Des recherches menées en Tanzanie en 2011 ont montré que, sur 23 centres de formation professionnelle en zone rurale, seulement trois proposaient une formation en rapport avec le secteur agricole, indique de son côté "Perspectives Economiques pour l’Afrique" (PEA-publication conjointe de la Banque Africaine de Développement (BAD)- Programme des Nations Unies pour le Développement (PNUD) et de l'Organisation de Coopération et de Développement Économiques- OCDE, édition 2012).

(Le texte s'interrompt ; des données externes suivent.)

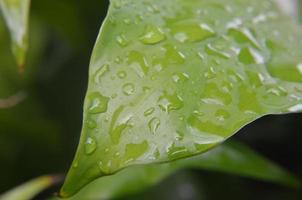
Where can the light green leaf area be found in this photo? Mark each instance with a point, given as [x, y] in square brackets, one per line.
[233, 158]
[29, 189]
[171, 79]
[16, 13]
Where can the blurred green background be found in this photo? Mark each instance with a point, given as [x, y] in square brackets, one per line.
[40, 135]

Interrogé par Anadolu, Siré Sy, géo-économiste sénégalais, a, également, pointé du doigt, l’absence, dans la quasi-majorité des pays d’Afrique du Sud du Sahara de formations dans les domaines à haute employabilité tel celui agricole, soulignant que "Les formations fournies demeurent, essentiellement axées sur le secteur tertiaire, pourtant saturé en termes d'emploi".
Cette situation ne risque, malheureusement, pas de s’arranger de sitôt dans la mesure où, le nombre de jeunes et celui de diplômés sont appelés augmenteront durant les prochaines années. Onze millions de jeunes Africains devraient faire, chaque année, leur entrée sur le marché du travail au cours de la prochaine décennie (BM-Rapport 2014). Le continent devrait compter , en 2030, 12 millions de 20-24 ans avec un bagage dans le supérieur, rapporte, de son côté, PEA.

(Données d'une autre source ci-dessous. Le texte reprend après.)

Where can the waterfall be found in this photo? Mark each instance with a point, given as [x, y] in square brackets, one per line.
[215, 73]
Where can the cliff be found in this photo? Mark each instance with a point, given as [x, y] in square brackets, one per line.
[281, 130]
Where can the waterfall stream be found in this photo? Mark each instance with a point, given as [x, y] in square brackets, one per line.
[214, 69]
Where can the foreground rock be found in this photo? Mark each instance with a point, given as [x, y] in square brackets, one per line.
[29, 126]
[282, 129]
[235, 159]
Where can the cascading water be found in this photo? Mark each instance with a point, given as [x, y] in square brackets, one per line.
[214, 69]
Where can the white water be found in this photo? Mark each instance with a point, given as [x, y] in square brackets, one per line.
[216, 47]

Conscients de ce problème, Bone, Tahani, Jeffrey, Kabukulu, Malama, Lilefo et Nana, des jeunes issus du Cameroun, du Mali, du Tchad ou de la RDC, ont décidé de suivre des études à l’étranger pour s’en sortir.
Rencontrés par Anadolu dans une Université tunisienne privée où ils font des études en Finance, en Technologies de la communication ou en Ingénierie, ils ont, unanimement, affirmé qu’avec de tels diplômes, ils parviendront à décrocher un "bon poste", une fois de retour au pays.

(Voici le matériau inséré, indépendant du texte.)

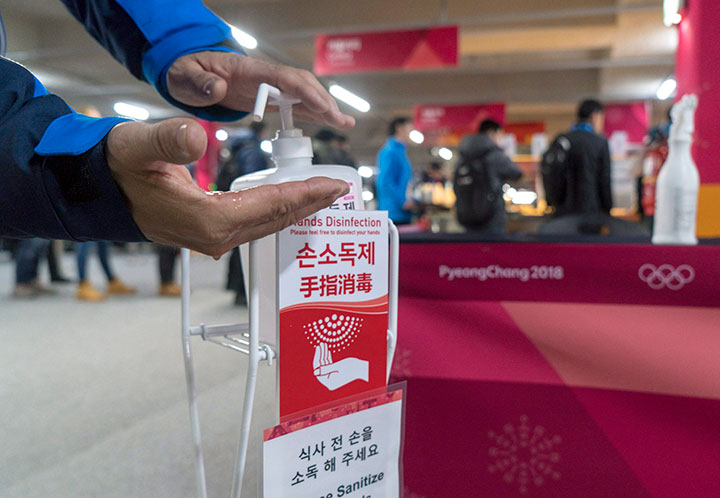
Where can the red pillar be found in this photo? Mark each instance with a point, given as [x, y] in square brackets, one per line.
[698, 72]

Des gouvernements ont, aussi,d’ores et déjà engagé des mesures spécifiques afin de mieux adapter la formation aux besoins du marché.
Parmi eux la Côte d’Ivoire où le taux de chômage global avoisine les 9,4% et celui des jeunes actifs (14-35 ans) de l’ordre de 13,8%.
Entre autres initiatives lancées par le gouvernement ivoirien, l’opération «une formation, mon passeport pour l’emploi» qui a brassé plus de 15 mille jeunes ainsi que des formations complémentaires qualifiantes, visant à améliorer l’employabilité de 800 chômeurs de longue date et une plateforme qui devra financer, d'ici la fin de l'année 2016, 700 projets pour l’insertion de 5880 jeunes issus de la formation professionnelle, a, récemment, indiqué le ministre ivoirien de l’Emploi, Sidi Touré.
En Ouganda ainsi qu’au Liberia, des formations ciblant des adolescentes, mêlant compétences techniques et comportementales, ont permis d’augmenter leur taux d’emploi, rapporte la BM indiquant qu'en Ouganda, le taux d’emploi des jeunes filles ayant suivi cette formation a augmenté de 32%.
Au delà des réformes de tout genre engagées par les gouvernements, il est essentiel d'impliquer davantage les jeunes dans leur propre prise en charge, estiment des experts.
Siré Sy préconise, ainsi de les initier à l'auto-entrepreneuriat tout en bousculant les mentalités qui continuent à "sacraliser l'emploi administratif salarié".